On this statement: "[EA funds believes] “so if EA groups struggle to raise money, it's simply because there are more compelling opportunities available instead.”

In our discussion, I asked about the community building funding landscape being worse; the interviewee disagreed with this characterization, and started discussing how it's more that standards have risen (which we agree is a factor). The issue is that the other factor of objectively less funding being available was not brought up, even though it is, in our view, the dominant factor (and if you asked community builders this will be all they talk about). I think our disagreement here is partly subjective - over what a bad funding landscape is, and also the right degree of emphasis to put on rising standards vs less funding.
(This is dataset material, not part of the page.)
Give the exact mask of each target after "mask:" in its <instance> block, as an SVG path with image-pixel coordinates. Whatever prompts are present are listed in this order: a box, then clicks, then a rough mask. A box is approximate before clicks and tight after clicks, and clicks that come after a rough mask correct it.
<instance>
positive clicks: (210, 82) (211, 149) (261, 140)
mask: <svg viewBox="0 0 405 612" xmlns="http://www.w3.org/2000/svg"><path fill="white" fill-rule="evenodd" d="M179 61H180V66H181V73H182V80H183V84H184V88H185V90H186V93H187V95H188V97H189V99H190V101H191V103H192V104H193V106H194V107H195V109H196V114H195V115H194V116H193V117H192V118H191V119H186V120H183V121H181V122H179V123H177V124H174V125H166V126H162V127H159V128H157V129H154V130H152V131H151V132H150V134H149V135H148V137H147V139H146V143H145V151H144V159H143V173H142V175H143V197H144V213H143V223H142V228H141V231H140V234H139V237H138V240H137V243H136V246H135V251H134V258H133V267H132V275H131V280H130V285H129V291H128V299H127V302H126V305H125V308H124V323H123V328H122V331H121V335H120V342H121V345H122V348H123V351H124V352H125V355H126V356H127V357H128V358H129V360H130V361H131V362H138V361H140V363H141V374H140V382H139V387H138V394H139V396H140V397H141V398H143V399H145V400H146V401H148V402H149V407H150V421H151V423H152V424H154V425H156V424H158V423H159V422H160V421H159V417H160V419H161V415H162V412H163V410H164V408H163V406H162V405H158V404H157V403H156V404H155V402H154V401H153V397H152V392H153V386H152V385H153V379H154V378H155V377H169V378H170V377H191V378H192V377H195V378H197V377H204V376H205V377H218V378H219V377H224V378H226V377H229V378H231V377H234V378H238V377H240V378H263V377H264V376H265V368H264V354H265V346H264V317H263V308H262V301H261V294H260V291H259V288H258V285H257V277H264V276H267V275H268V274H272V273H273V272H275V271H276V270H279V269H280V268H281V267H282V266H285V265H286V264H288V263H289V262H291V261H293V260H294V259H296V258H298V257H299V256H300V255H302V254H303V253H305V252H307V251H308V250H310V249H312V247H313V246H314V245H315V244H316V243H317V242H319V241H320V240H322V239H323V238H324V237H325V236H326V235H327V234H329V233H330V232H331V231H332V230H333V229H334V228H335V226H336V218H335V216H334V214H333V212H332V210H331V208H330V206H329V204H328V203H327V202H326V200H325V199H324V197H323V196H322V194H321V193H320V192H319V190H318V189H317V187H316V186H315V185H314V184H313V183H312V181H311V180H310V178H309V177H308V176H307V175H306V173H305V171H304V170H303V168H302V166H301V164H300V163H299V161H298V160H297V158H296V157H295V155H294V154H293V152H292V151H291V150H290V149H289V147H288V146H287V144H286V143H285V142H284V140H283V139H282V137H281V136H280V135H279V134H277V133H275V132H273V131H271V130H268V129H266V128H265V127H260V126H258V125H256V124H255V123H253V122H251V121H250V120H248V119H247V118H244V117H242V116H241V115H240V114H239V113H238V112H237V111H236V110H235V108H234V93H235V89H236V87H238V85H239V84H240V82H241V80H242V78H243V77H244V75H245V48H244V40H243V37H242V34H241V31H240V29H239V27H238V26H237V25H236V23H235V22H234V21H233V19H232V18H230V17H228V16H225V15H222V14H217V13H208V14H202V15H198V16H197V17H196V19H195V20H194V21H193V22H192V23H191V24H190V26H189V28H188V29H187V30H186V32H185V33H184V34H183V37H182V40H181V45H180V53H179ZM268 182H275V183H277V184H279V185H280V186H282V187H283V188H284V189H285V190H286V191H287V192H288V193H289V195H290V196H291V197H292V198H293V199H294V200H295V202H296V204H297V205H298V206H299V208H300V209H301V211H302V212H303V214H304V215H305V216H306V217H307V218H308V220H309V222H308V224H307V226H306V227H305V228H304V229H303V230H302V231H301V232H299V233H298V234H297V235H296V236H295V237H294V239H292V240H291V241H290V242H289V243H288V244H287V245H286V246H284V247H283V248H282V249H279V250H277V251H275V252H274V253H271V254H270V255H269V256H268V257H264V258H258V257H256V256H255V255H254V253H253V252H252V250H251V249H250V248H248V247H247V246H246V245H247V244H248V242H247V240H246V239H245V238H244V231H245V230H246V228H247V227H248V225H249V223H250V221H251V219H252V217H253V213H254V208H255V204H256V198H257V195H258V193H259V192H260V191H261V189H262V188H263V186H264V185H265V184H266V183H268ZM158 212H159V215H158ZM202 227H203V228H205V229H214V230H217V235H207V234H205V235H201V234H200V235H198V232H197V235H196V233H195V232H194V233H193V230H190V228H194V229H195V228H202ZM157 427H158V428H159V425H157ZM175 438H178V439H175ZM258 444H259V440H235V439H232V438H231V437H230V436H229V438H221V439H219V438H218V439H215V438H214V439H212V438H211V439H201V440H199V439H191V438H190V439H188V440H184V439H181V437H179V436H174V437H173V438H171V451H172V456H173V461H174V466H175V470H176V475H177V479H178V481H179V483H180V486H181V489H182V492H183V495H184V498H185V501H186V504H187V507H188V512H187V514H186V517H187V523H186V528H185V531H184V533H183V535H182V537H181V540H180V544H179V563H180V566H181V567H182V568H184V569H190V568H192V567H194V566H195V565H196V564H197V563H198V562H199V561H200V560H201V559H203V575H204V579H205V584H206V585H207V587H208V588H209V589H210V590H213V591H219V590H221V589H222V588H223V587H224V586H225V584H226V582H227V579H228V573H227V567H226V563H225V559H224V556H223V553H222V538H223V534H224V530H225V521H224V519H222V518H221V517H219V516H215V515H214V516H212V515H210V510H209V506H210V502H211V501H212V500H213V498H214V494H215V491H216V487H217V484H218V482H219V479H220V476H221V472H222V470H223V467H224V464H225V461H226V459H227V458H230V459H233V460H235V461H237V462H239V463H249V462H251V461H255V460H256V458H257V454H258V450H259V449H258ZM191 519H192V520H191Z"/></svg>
(9) EA Funds not posting reports or having public metrics of successes. Per our internal back-and-forth, we've clarified that we mean reports of success or having public metrics of success. We didn't view reports on payouts to be evidence of success, since payouts are a cost, and not the desired end goal in itself. This contrasts with reports on output (e.g. a community building grant actually leading to increased engagement on XYZ engagement metrics) or much more preferably, report on impact (e.g. and those XYZ engagement metrics leading to actual money donated to GiveWell, from which we can infer that X lives were saved). Like, speaking for my own organization, I don't think the people funding our regranting budgets would be happy if I reported the mere spending as evidence of success.

(OVERALL) For what it's worth, I'm happy to agree to disagree, and call it a day. Both your team and mine are busy with our actual work of research/grantmaking/etc, and I'm not sure if further back and forth will be particularly productive, or a good use of my time or yours.